Gustavo Dudamel conducts the Simón Bolívar Symphony Orchestra at the Royal Festival Hall. Photo: Nohely Oliveros
Gustavo Dudamel conducts the Simón Bolívar Symphony Orchestra at the Royal Festival Hall. Photo: Nohely Oliveros © Nohely Oliveros

As I listened to this, the first concert in the Simón Bolívar Symphony Orchestra’s latest Southbank Centre residence, my mind turned to Pierre Boulez, who died earlier this month. What would he have made of these performances of two Stravinsky ballet scores, Petrushka and The Rite of Spring, I wondered? Under chief conductor Gustavo Dudamel, the players gave their all; and with the orchestra’s massed ranks flooding the platform, their all invariably amounts to a lot, at least in terms of volume.

It’s impressive and often thrilling. But instead of a deft palette of colours, they seem only to have a dimmer switch offering degrees of brightness. Of vigour there’s a great deal; refinement and pinpoint precision — those Boulez hallmarks in this music — were in rather shorter supply.

This was especially so in Petrushka, which had replaced Stravinsky’s earlier Firebird on the programme. There are some fine soloists in the orchestra, and much of the more intricate instrumental writing was dispatched with an impressive cool. It’s difficult not to be bowled over by the sheer sound of the bigger orchestral tuttis. But this score needs a great deal more subtlety: the puppets of the story here became clumsy colossi.

The Rite of Spring is a different matter, and reacted better to the big-boned, broad-brush Simón Bolívar sound, and to the large-scale approach Dudamel by necessity takes.
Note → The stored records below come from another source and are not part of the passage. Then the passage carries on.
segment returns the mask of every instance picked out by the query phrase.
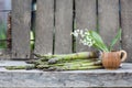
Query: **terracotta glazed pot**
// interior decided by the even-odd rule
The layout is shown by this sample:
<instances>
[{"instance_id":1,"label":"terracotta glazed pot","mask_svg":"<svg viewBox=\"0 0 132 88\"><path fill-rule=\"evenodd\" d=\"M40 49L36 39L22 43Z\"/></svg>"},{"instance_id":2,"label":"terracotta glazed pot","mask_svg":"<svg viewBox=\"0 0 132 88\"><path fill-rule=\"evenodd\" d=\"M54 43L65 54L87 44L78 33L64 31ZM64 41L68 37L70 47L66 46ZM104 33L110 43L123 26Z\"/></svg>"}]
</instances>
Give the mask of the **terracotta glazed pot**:
<instances>
[{"instance_id":1,"label":"terracotta glazed pot","mask_svg":"<svg viewBox=\"0 0 132 88\"><path fill-rule=\"evenodd\" d=\"M105 52L102 53L101 58L106 69L118 69L120 64L127 59L127 52Z\"/></svg>"}]
</instances>

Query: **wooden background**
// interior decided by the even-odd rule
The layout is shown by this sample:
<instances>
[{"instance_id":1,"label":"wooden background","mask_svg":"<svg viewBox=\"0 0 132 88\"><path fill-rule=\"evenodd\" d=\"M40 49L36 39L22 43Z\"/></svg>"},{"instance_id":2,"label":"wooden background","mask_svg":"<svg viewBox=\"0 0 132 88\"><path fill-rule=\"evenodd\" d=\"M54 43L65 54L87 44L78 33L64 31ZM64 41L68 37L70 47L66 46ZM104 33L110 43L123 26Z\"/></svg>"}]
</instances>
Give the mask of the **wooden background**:
<instances>
[{"instance_id":1,"label":"wooden background","mask_svg":"<svg viewBox=\"0 0 132 88\"><path fill-rule=\"evenodd\" d=\"M30 58L32 0L12 0L12 50L10 58ZM128 52L132 62L132 0L37 0L35 48L37 54L91 51L70 35L75 29L98 31L109 44L118 29L122 36L114 50Z\"/></svg>"}]
</instances>

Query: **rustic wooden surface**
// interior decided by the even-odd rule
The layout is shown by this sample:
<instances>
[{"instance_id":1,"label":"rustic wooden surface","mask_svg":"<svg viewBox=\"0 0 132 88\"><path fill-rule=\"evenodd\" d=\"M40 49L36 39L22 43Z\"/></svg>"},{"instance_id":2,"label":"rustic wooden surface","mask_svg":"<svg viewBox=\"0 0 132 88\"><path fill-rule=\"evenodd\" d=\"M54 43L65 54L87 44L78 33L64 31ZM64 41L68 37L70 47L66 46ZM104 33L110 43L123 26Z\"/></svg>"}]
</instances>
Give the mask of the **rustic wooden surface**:
<instances>
[{"instance_id":1,"label":"rustic wooden surface","mask_svg":"<svg viewBox=\"0 0 132 88\"><path fill-rule=\"evenodd\" d=\"M55 54L72 53L73 0L56 0Z\"/></svg>"},{"instance_id":2,"label":"rustic wooden surface","mask_svg":"<svg viewBox=\"0 0 132 88\"><path fill-rule=\"evenodd\" d=\"M117 70L91 69L67 72L8 70L4 66L25 66L24 62L0 62L2 88L131 88L132 64L122 64Z\"/></svg>"},{"instance_id":3,"label":"rustic wooden surface","mask_svg":"<svg viewBox=\"0 0 132 88\"><path fill-rule=\"evenodd\" d=\"M105 43L110 45L119 30L119 0L98 0L99 33ZM120 48L120 42L114 51Z\"/></svg>"},{"instance_id":4,"label":"rustic wooden surface","mask_svg":"<svg viewBox=\"0 0 132 88\"><path fill-rule=\"evenodd\" d=\"M12 1L12 58L30 57L31 0Z\"/></svg>"},{"instance_id":5,"label":"rustic wooden surface","mask_svg":"<svg viewBox=\"0 0 132 88\"><path fill-rule=\"evenodd\" d=\"M128 52L127 62L132 62L132 0L121 0L122 48Z\"/></svg>"},{"instance_id":6,"label":"rustic wooden surface","mask_svg":"<svg viewBox=\"0 0 132 88\"><path fill-rule=\"evenodd\" d=\"M37 0L35 50L37 54L53 51L54 0Z\"/></svg>"},{"instance_id":7,"label":"rustic wooden surface","mask_svg":"<svg viewBox=\"0 0 132 88\"><path fill-rule=\"evenodd\" d=\"M96 30L96 0L75 0L76 6L76 29ZM90 51L77 40L77 52Z\"/></svg>"}]
</instances>

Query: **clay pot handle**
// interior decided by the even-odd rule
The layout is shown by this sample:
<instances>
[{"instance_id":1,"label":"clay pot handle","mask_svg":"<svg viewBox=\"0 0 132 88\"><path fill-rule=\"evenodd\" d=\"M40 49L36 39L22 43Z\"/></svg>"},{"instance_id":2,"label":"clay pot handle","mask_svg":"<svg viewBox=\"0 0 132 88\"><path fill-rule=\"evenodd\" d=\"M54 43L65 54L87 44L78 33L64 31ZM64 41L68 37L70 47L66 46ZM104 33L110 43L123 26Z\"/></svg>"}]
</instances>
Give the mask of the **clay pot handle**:
<instances>
[{"instance_id":1,"label":"clay pot handle","mask_svg":"<svg viewBox=\"0 0 132 88\"><path fill-rule=\"evenodd\" d=\"M121 56L122 53L123 53L123 56L121 58L121 62L124 62L127 59L127 52L125 51L120 51L119 55Z\"/></svg>"}]
</instances>

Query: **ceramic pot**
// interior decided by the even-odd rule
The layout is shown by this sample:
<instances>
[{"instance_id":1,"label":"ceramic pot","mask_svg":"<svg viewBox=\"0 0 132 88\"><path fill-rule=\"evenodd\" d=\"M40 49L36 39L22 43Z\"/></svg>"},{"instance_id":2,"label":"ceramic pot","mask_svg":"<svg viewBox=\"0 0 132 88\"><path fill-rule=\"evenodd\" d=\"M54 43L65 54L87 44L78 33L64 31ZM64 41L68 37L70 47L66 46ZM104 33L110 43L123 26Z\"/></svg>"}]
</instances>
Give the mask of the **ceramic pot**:
<instances>
[{"instance_id":1,"label":"ceramic pot","mask_svg":"<svg viewBox=\"0 0 132 88\"><path fill-rule=\"evenodd\" d=\"M106 69L118 69L120 64L127 59L127 52L105 52L101 54L101 58Z\"/></svg>"}]
</instances>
Here was a Rite looking back to Romanticism, perhaps, rather than forwards, but there is nothing inherently wrong with that. The massed strings pounding out the Augurs of Spring chords were properly awe-inspiring, while Dudamel turned the screw powerfully at every climactic dissonance. Again, dappled colours and refinement were in short supply, and the blare of the orchestra’s brass was fatiguing, but the brute power of the performance was undeniable.

The advertised programme offered not much more than an hour’s music, and was supplemented by two encores: the finale of The Firebird and Aires de Venezuela, which, arranged as kind of mini-concerto for maracas, gave us the orchestra from Caracas at their irresistible best. Although all ostensibly grown up now, they still too often sounded like a youth orchestra in the Stravinsky.